En diálogo con DIARIO DE CUYO, pareja de la muchacha, aseguró que hubo maltrato y negligencia por parte de quienes la atendieron.

"Ella empezó con dolores de parto el 17 de octubre. La llevé al hospital y tenía dos centímetros de dilatación y contracciones cada 10 minutos. Le pusieron una buscapina inyectable y me dijeron que la llevara a casa y que volviera cuando las contracciones fueran cada 7 minutos. A los dos días la llevé otra vez, repitieron el procedimiento y nos dijeron que regresáramos cuando las contracciones fueran cada 5 minutos. El jueves fuimos y nos mandaron otra vez a la casa diciendo que teníamos que ir de nuevo cuando fueran cada 3", relató Armando Baquel.

Finalmente, el día 26 de octubre, nueve días después del inicio de las contracciones, Johana queda internada. Sin embargo, el calvario prosiguió. "Mi mujer es bajita, mide 1.50 metros, es muy delgadita y la obligaron a tener un parto natural con una gorda que pesaba más de cuatro kilos. La tuvieron 16 horas en preparto, la partera le faltó el respeto, le gritó, la obligó a hacer flexiones con las piernas abiertas hacia abajo hasta que reventó en sangre", agregó el papá de la beba.

Según contó, la joven pasó parte del embarazo con anemia e hipertensión. "Yo hablé con la mujer que la estaba atendiendo y me faltó el respeto. Le pregunté si debía firmarle un papel para que le hicieran cesárea por lo que era estrecha y me dijo ‘no me digás lo que tengo que hacer, yo hago lo que quiero y sino vení y operala vos’", sostuvo Armando.  
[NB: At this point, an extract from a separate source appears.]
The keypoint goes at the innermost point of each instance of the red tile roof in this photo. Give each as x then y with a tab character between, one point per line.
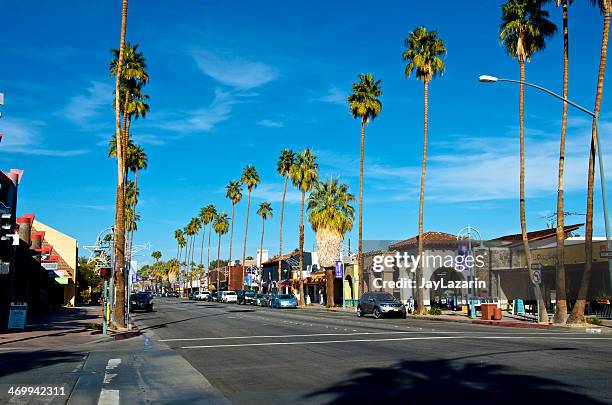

Luego del nacimiento de Ambar, tanto la mamá como la beba recibieron el alta. Sin embargo, el papá de la recién nacida notó que algo no andaba bien y decidió trasladar nuevamente e su mujer al Hospital Rawson. "Entró y a la hora le dieron dos paros respiratorios, le hicieron RCP durante 50 minutos. Lograron salvarla y la dejaron en Terapia Intensiva". 

Del relato del hombre se desprende que luego de realizarle unos estudios, a Johana le encontraron "sangre y gasas en la panza, además de un corte en el hígado, por detrás de la columna". "Eso le provocó una hemorragia. Los médicos de terapia la operaron urgente. Después me llamaron a maternidad, donde me empezaron a interrogar para saber si se había caído o si alguien la había golpeado por el corte que tenía. Nos quieren echar la culpa a nosotros", señaló.

Actualmente, esta mamá primeriza pasa sus horas internada a la espera de un milagro. Es que según el hombre, los profesionales no descartan una muerte cerebral. 

"Si todavía no hice la denuncia es porque no sabemos nombres, no nos dicen quién fue la partera. En el libro de la beba no han puesto nombres, quién hizo el parto, sellos, nada. Vamos a hacer la denuncia, vamos a llevar esto hasta las últimas consecuencias", concluyó Armando con mucha indignación. 

Afortunadamente, la beba se encuentra en buen estado de salud. Se llama Ambar y actualmente está a cargo de una hermana de Johana, que fue mamá hace poco y que incluso la amamanta.